„Es wird bald viele Schicksale geben“
Es gab schon vor Corona genug Menschen mit finanziellen Problemen, „aber in den kommenden Monaten bis Jahren erwarten wir rund 40 Prozent Klienten mehr“, befürchtet Thomas Berghuber. Im Falle des studierten Juristen ist dieser Zuwachs kein Grund zum Jubeln: Berghuber ist Geschäftsführer der Schuldnerberatung OÖ und seit 30 Jahren auf diesem Gebiet tätig.
Warum es Monate bis Jahre dauern könnte, bis der Schuldenberg zu groß wird, um ihn alleine oder überhaupt zu stemmen? „Schulden zu haben ist sehr beschämend für die betroffenen Personen. Viele kämpfen lange, auch mit verschiedenen Mitteln, um ihre Probleme in den Griff zu bekommen.

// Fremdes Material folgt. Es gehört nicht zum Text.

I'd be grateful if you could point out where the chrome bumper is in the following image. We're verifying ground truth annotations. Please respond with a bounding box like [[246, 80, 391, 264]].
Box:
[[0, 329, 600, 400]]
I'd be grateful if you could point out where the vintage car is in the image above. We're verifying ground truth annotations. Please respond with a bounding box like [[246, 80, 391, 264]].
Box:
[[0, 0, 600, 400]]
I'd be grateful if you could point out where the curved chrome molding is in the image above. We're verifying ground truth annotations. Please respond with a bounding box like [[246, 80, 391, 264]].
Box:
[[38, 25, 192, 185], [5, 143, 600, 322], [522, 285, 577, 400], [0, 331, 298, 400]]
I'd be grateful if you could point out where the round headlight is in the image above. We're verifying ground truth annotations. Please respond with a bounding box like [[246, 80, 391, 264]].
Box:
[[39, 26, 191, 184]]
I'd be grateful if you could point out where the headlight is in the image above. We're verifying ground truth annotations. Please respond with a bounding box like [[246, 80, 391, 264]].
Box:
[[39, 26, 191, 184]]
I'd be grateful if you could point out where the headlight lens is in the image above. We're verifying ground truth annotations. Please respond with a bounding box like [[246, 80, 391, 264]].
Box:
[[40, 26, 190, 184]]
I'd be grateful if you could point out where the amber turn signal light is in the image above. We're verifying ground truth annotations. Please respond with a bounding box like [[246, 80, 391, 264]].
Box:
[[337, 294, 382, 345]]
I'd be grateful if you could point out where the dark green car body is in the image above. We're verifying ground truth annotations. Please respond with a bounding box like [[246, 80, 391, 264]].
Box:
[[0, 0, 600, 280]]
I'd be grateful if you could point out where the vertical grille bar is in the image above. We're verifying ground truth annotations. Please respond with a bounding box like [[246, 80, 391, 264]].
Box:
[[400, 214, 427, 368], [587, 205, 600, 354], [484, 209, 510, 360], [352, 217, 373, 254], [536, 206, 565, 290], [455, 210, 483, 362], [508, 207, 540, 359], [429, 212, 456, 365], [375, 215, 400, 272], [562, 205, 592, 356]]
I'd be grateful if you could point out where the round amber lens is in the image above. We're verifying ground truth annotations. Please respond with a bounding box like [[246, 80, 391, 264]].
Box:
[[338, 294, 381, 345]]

Es wird bald viele Schicksale geben“, weiß Berghuber.
In Turbulenzen
Kurzarbeit und Jobverlust, bedingt durch die Maßnahmen zur Eindämmung des Coronavirus’ in Österreich, werden die finanzielle Lage für viele Menschen akut verschärfen: „Wenn ein paar Monate kein oder weniger Einkommen aufs Girokonto kommt, geraten viele schon in echte Turbulenzen.“ Ein paar Tipps für Menschen, die bemerken, dass ihre Finanzen in die Schieflage geraten, hat Thomas Berghuber parat: „Auch wenn es nicht wirtschaftsfreundlich ist: Aber bitte sofort den Konsum und das Anschaffen unnützer Dinge abstellen. Den Hausverstand einschalten, keine spontanen Ausgaben tätigen, sondern lieber noch mal eine Nacht drüber schlafen. Mit anderen über Geld reden und vor allem dem großen sozialen Druck nicht nachgeben.“
Denn genau dieser soziale Druck sei der Ausgangspunkt für die meisten finanziellen Probleme: „Heute denkt jeder, dass er ein riesiges Haus, eine Doppelgarage mit zwei schönen Mittelklassewagen, einen Pool und mehrmals pro Jahr exklusive Urlaube braucht. Das wenigste davon ist selbst finanziert, es gibt sogar Hausprojekte, die zu 100 Prozent fremdfinanziert sind. Und weil das alle so machen, denken sich auch Herr und Frau Huber, dass das normal ist und bestimmt irgendwie gut gehen wird. Es wird suggeriert, dass Schulden kein Problem sind.“ Wenn der Schuldenberg so groß ist, macht die Verzweiflung handlungsunfähig: „Viele stecken dann den Kopf in den Sand.“
Aufzeichnungen
Das Um und Auf, um die eigenen Finanzen im Blick zu haben, sei das Führen einer Einnahmen-Ausgabenaufzeichnung, „das kann das klassische Haushaltsbuch, eine App oder eine Excel-Tabelle sein. Egal wie, Hauptsache man sieht am Ende des Monats, wie das Verhältnis ist. Dann kann man auch schnell reagieren.“
Ein weiteres Problem sei die Unwissenheit: „Viele Menschen haben wenig Ahnung vom Umgang mit Geld, wissen noch nicht mal über die Zahlen auf dem eigenen Konto Bescheid.“ Deswegen sei ein Termin bei der Schuldnerberatung immer schlau. Denn mit den Expertinnen und Experten kann auch das Haushaltsbudget berechnet und ein Plan für Zukunft erstellt werden.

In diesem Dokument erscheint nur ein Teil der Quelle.